Ketua Aliansi Wartawan Siber Indonesia (Awasi) Provinsi Jambi, Erfan, mengecam keras kejadian berulang tersebut. Ia menyatakan bahwa insiden ini menunjukkan lemahnya pengawasan dari instansi terkait, baik Pertamina maupun dinas yang membidangi energi dan sumber daya. Menurutnya, pengawasan teknis yang seharusnya ketat justru tidak berjalan sebagaimana mestinya.

“Ini bukan kejadian pertama. Jika truk tangki resmi bisa keluar jalur dan masuk ke lokasi ilegal, berarti ada persoalan serius di tingkat pengawasan. Dugaan pembiaran bahkan permainan oknum tidak bisa diabaikan,” tegas Erfan.

Ia menambahkan bahwa pihaknya tidak akan tinggal diam terhadap dugaan penyimpangan distribusi BBM bersubsidi tersebut. Erfan menyebut praktik seperti ini bukan hanya melanggar hukum, tetapi juga merugikan negara serta merampas hak masyarakat kecil yang menjadi target penerima subsidi BBM.

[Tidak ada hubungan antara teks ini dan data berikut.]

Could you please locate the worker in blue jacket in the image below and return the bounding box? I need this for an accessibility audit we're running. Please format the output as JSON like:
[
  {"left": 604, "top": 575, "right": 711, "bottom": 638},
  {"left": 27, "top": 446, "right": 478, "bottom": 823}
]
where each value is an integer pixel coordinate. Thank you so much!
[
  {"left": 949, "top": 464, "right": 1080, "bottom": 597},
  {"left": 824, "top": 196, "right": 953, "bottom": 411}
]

Awasi berencana kembali turun ke jalan untuk melakukan aksi demonstrasi sebagai bentuk tekanan terhadap Pertamina dan instansi terkait agar transparan dalam menjelaskan kronologi serta mekanisme pengawasan distribusi BBM subsidi. Menurut Erfan, publik berhak tahu sejauh mana proses distribusi diamankan dan siapa yang bertanggung jawab ketika penyimpangan berulang.

Dalam pernyataannya, Erfan mendesak agar dilakukan audit menyeluruh terhadap jalur distribusi BBM subsidi, termasuk investigasi terhadap oknum sopir, pengawas lapangan, serta pihak yang bertanggung jawab dalam operasional PT Elnusa Petrofin. Ia menilai evaluasi total adalah satu-satunya cara menutup celah kebocoran yang berlangsung sistematis.

“Kami menuntut penindakan tegas dan audit total. Tidak boleh ada toleransi bagi penyimpangan yang berulang dan terstruktur,” tutup Erfan.